Se as vinícolas costumam se localizar em ambientes rurais para se beneficiar do clima, o mesmo não é mais necessário para uma cervejaria moderna, que conta com tecnologia para deixar a água usada na fabricação com as características minerais que desejar. Mas a Lohn Bier aproveita sua localização, ao pé da Serra do Rio do Rastro, para puxar água quase perfeita para as receitas do mestre-cervejeiro de um bolsão superficial que fica a menos de 200 metros da fábrica. “Temos uma água muito boa, precisamos fazer poucos ajustes nela. E como usamos cerca de oito litros de água para cada litro de cerveja produzida, é um insumo importante, que impacta nos custos e na qualidade da nossa cerveja”, explica Brighenti. A localização é tão importante que a Serra está ali, estampada no logotipo da cervejaria. “O único problema é a mão de obra, que precisa vir de fora ou ser desenvolvida pela própria empresa”, afirma.

pH neutro

Com menos de dez funcionários, a Kalvelage não sofre tanto com esta questão. Inclusive, só entra na fábrica quem realmente precisa. “Passamos quatro anos pesquisando grandes empresas do ramo e criamos equipamentos e uma linha de produção próprios, que podem ser copiados. Há uma tecnologia própria implantada, por isso o sigilo”, revela Maurício. A localização, no entanto, é essencial. “A água de Botuverá tem um pH ideal para nossos produtos. Uma cervejaria consegue usar água da rede e até mascarar defeitos com o malte e o lúpulo. Mas a vodca é uma bebida neutra e muito limpa, então não pode ter resíduos. Só a poluição do ar já prejudicaria muito sua qualidade”, explica o fundador da destilaria.

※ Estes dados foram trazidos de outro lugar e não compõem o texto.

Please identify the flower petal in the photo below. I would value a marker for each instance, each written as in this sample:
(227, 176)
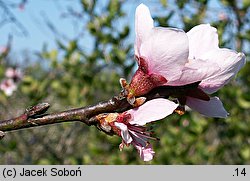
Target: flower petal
(143, 25)
(202, 38)
(124, 132)
(211, 108)
(166, 52)
(197, 70)
(153, 110)
(146, 153)
(230, 62)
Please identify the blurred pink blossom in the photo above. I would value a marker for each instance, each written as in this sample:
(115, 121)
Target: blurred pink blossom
(14, 73)
(130, 125)
(8, 86)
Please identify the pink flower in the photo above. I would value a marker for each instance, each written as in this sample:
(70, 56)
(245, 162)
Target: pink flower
(8, 86)
(130, 124)
(216, 66)
(14, 73)
(161, 54)
(168, 56)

Os três empreendimentos também aproveitam a grife Santa Catarina para atestar a qualidade de seus produtos e movimentar o turismo. Em Lauro Müller, a Lohn Bier tem um pub anexo à fábrica, à beira da SC-390, rodovia famosa pelas curvas que descem a Serra do Rio do Rastro. Já a Kalvelage, diante do segredo de sua fábrica em Botuverá, prepara-se para abrir no Centro de Blumenau uma loja conceito, onde os visitantes poderão conhecer melhor a marca e comprar produtos exclusivos. A Abreu Garcia se vale de seus 10 hectares rurais para promover até casamentos e batizados, além de eventos gastronômicos e degustações ao ar livre. Participa também da Vindima de Altitude de Santa Catarina, que em 2019 reuniu 14 vinícolas da Serra Catarinense em um roteiro com visitações guiadas e harmonizações especiais. “Nosso estado tem um grande reconhecimento nacional: o brasileiro sabe que, quando algo vem daqui, é bom. É um fator que valoriza nosso produto”, analisa Ernani Garcia.